Ma oggi siamo qui a fare i conti con la recrudescenza dei contagi che, mentre scrivo, sono impietosi: il nostro Paese ha sfondato la soglia dei 30mila casi, sono 31.084 i nuovi positivi a fronte di 215.000 tamponi con 199 decessi nelle ultime 24 ore, con il famigerato indice Rt a 1.7, mentre in Francia sono 49.215 ed in Germania oltre 19.367 in un solo giorno, mentre nel mondo ci sono più di 45 milioni di contagi ed oltre 1,18 milioni di morti dall’inizio della pandemia.
Da una parte lo scenario nefasto e drammatico di un nuovo lockdown generalizzato, ed europeo questa volta, con molte imprese piccole e medie che non riusciranno più a riaprire, dall’altro il virus, che ha condizionato tutto il nostro ultimo anno, costringendoci al cambiamento repentino dei nostri comportamenti, dei nostri lavori, delle nostre vite.
Insomma, la scelta è restare aperti, contagiarsi e rischiare di morire o chiudersi in casa, fermarsi, indebitarsi oltre ogni possibilità di ripresa e morire di inedia.
Scopri il nuovo numero: Recovery round
Quella che stiamo vivendo è una partita – un round – tra le più difficili che abbiamo mai vissuto sotto tutti i punti di vista: economico, sanitario e sociale. In questo contesto i progetti relativi ai fondi europei del recovery fund potranno e dovranno essere un volano di crescita e di rinnovato benessere.

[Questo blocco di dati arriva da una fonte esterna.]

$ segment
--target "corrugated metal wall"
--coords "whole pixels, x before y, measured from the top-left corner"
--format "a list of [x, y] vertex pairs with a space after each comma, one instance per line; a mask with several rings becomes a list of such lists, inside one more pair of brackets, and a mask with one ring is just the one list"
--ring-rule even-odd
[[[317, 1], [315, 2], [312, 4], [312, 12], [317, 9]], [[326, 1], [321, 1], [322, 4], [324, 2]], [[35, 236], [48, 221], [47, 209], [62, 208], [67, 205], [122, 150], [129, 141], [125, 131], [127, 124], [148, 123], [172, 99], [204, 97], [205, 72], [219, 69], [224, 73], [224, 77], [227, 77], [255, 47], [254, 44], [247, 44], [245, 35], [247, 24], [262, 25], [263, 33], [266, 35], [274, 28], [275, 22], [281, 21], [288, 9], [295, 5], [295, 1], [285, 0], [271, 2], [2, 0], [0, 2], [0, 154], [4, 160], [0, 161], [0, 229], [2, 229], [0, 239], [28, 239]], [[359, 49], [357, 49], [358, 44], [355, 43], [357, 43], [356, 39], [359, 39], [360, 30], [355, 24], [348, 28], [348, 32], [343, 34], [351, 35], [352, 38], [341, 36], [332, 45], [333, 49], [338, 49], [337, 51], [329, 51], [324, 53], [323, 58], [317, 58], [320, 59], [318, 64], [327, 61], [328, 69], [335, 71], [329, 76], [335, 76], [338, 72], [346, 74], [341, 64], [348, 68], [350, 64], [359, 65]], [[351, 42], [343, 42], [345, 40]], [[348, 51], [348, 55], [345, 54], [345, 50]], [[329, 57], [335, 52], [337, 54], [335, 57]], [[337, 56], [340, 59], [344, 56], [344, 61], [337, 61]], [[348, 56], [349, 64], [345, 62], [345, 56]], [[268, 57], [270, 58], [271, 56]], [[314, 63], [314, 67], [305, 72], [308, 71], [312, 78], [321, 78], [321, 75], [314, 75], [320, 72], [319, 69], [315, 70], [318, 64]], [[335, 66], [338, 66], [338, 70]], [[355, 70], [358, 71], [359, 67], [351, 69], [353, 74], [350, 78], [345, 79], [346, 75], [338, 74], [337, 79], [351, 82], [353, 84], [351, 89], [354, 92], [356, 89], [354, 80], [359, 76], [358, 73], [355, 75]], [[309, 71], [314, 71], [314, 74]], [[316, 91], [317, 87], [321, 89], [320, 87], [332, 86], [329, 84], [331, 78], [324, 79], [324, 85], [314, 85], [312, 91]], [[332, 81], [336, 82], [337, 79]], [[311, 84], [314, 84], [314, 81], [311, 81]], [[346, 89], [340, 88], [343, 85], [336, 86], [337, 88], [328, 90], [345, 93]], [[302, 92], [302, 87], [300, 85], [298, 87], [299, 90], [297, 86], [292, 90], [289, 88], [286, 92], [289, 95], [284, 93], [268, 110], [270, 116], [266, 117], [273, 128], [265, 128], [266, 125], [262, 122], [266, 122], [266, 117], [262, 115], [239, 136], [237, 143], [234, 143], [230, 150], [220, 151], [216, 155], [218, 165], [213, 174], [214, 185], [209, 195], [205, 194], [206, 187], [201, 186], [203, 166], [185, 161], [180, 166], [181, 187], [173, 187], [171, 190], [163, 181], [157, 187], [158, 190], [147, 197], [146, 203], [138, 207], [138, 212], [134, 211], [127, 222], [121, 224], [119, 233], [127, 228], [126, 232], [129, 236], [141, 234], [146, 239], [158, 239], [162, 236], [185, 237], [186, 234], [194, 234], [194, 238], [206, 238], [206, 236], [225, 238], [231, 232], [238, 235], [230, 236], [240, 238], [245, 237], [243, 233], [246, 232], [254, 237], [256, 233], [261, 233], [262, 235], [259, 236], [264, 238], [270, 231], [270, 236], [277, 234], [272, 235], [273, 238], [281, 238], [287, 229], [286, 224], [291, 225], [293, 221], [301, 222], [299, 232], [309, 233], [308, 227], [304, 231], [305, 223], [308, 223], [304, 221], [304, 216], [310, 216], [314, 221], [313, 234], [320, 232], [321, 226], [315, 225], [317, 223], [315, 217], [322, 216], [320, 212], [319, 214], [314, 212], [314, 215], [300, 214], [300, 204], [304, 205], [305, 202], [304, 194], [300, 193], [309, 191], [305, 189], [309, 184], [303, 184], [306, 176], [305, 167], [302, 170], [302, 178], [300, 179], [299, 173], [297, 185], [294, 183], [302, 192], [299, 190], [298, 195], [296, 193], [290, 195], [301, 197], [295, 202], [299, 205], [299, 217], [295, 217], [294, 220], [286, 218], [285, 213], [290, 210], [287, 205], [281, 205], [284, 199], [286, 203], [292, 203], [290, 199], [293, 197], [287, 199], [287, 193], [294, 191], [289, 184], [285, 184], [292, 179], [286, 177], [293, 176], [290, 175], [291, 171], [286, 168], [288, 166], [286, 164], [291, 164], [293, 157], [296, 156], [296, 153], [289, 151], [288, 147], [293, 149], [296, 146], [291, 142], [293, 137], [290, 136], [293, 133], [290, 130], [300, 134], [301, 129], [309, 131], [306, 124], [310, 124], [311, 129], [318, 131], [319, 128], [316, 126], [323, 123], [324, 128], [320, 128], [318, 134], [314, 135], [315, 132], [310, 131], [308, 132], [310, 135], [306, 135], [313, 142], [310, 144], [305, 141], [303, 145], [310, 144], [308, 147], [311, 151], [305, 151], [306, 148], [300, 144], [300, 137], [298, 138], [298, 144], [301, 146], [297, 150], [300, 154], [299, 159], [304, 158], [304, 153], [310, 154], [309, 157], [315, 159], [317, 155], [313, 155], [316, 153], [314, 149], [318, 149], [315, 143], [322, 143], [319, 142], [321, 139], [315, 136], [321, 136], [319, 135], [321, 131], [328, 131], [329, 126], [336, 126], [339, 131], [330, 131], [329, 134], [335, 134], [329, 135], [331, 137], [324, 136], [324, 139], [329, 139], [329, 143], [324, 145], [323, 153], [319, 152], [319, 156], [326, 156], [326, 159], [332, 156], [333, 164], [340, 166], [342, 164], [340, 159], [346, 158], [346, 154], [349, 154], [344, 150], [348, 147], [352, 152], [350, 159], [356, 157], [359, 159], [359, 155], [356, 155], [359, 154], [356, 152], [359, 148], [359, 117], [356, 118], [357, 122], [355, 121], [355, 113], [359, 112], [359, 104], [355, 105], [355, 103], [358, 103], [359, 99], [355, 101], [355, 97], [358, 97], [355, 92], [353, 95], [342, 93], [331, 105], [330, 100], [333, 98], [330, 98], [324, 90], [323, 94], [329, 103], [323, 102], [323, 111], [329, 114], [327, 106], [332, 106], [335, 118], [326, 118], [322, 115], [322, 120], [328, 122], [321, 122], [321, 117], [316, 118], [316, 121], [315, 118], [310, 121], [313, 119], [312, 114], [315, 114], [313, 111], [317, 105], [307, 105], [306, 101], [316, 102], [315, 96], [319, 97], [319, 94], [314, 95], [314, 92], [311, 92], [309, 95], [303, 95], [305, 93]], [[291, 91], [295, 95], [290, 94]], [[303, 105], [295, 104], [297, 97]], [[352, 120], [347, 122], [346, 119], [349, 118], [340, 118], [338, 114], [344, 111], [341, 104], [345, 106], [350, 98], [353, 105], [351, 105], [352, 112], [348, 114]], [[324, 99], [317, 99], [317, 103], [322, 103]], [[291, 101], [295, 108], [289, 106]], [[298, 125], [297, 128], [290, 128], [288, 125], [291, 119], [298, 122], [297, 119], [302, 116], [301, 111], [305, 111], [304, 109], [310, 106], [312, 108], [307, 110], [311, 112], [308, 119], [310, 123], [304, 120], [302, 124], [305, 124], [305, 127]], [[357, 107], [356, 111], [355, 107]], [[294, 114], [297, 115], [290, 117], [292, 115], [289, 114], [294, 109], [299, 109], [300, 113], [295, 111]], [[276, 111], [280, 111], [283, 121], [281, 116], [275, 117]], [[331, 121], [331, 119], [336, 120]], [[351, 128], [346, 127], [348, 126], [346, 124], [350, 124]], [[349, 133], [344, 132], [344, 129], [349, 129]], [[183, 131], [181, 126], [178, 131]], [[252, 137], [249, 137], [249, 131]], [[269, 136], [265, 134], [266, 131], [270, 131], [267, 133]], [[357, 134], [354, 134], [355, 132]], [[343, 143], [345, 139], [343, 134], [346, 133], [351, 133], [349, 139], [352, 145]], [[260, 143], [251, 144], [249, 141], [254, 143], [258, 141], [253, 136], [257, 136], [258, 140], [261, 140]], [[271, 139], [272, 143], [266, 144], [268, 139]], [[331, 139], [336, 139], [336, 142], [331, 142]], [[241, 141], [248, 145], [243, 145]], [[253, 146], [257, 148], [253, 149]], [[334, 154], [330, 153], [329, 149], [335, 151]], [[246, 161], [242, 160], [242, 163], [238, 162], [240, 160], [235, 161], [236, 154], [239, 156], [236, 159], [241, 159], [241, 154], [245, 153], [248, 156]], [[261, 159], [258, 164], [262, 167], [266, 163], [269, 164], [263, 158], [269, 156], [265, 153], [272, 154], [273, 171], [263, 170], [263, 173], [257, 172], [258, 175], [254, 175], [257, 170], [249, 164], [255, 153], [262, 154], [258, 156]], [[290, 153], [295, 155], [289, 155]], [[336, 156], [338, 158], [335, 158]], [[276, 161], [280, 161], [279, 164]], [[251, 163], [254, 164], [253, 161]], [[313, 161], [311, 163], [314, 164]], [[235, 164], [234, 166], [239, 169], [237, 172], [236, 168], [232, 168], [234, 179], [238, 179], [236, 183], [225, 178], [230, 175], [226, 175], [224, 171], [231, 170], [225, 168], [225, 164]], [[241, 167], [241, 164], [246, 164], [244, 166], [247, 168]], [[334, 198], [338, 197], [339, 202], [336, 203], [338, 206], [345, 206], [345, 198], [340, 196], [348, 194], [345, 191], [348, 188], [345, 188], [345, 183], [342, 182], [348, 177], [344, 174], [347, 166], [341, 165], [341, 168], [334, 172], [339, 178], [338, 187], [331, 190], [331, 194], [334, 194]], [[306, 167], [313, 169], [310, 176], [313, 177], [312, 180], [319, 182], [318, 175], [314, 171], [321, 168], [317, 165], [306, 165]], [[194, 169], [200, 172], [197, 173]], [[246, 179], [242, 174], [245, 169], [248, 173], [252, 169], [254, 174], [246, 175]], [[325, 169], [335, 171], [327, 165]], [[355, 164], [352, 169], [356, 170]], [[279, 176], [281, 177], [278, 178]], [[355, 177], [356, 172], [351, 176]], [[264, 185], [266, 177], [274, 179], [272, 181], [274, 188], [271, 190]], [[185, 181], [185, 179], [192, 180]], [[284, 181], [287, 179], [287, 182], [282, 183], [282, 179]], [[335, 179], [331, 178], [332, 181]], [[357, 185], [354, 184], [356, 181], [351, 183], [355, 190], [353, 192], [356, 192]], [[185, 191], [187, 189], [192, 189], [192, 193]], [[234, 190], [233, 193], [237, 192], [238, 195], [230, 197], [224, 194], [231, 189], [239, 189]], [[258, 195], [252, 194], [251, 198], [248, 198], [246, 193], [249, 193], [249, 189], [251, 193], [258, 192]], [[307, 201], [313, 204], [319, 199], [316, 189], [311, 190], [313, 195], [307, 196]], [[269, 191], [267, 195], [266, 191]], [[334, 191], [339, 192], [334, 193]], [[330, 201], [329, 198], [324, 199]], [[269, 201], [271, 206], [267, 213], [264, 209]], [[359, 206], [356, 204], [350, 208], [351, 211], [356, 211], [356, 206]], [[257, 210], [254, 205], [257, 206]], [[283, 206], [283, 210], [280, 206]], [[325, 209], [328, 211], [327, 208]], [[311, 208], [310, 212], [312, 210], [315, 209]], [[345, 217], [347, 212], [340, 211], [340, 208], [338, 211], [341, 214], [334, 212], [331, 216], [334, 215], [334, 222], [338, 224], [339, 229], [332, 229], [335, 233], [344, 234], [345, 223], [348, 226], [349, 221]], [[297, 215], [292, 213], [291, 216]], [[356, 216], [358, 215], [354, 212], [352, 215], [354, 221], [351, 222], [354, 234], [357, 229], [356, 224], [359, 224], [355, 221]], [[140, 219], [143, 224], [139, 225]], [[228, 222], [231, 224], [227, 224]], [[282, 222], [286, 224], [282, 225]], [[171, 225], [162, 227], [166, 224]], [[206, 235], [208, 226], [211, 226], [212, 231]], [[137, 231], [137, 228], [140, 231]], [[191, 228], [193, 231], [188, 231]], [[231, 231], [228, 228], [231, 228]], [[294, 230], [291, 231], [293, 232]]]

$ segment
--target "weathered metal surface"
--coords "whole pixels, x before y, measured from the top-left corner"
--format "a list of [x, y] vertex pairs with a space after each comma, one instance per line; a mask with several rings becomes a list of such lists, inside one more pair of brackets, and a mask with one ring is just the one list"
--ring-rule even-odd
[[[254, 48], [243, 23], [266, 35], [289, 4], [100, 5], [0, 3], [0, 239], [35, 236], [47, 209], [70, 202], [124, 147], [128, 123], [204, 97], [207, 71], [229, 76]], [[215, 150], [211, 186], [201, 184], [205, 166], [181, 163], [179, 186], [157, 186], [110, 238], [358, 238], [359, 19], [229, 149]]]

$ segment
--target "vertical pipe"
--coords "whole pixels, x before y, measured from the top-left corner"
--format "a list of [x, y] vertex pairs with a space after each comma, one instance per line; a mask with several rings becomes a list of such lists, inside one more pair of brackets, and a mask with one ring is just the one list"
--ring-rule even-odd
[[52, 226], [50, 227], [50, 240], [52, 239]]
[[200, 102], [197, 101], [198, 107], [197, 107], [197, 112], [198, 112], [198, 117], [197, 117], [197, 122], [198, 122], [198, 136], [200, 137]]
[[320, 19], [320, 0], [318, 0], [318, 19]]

Sinceramente i due scenari sono alquanto foschi, non saprei quale scegliere, ed onestamente le rivolte, la tensione e la lacerazione del tessuto sociale non mi fanno ben sperare per il futuro. Oggi non riesco proprio a pensare che “tutto andrà bene”!
L’unica cosa che possiamo fare è adeguarci, imparare la fondamentale lezione dell’evoluzione, che ci insegna che in natura non vince chi è più forte, ma chi si adatta meglio al mutare delle condizioni, chi è flessibile, pratico, mentalmente elastico; in una parola, spesso abusata, ma a noi di questo magazine molto cara, a chi è “smart”, in tutti i principali significati che questa parola rappresenta.
Mai come ora dobbiamo sforzarci di diventare smart, ne va della nostra sopravvivenza e del nostro futuro.
Buona lettura e buona fortuna a tutti voi.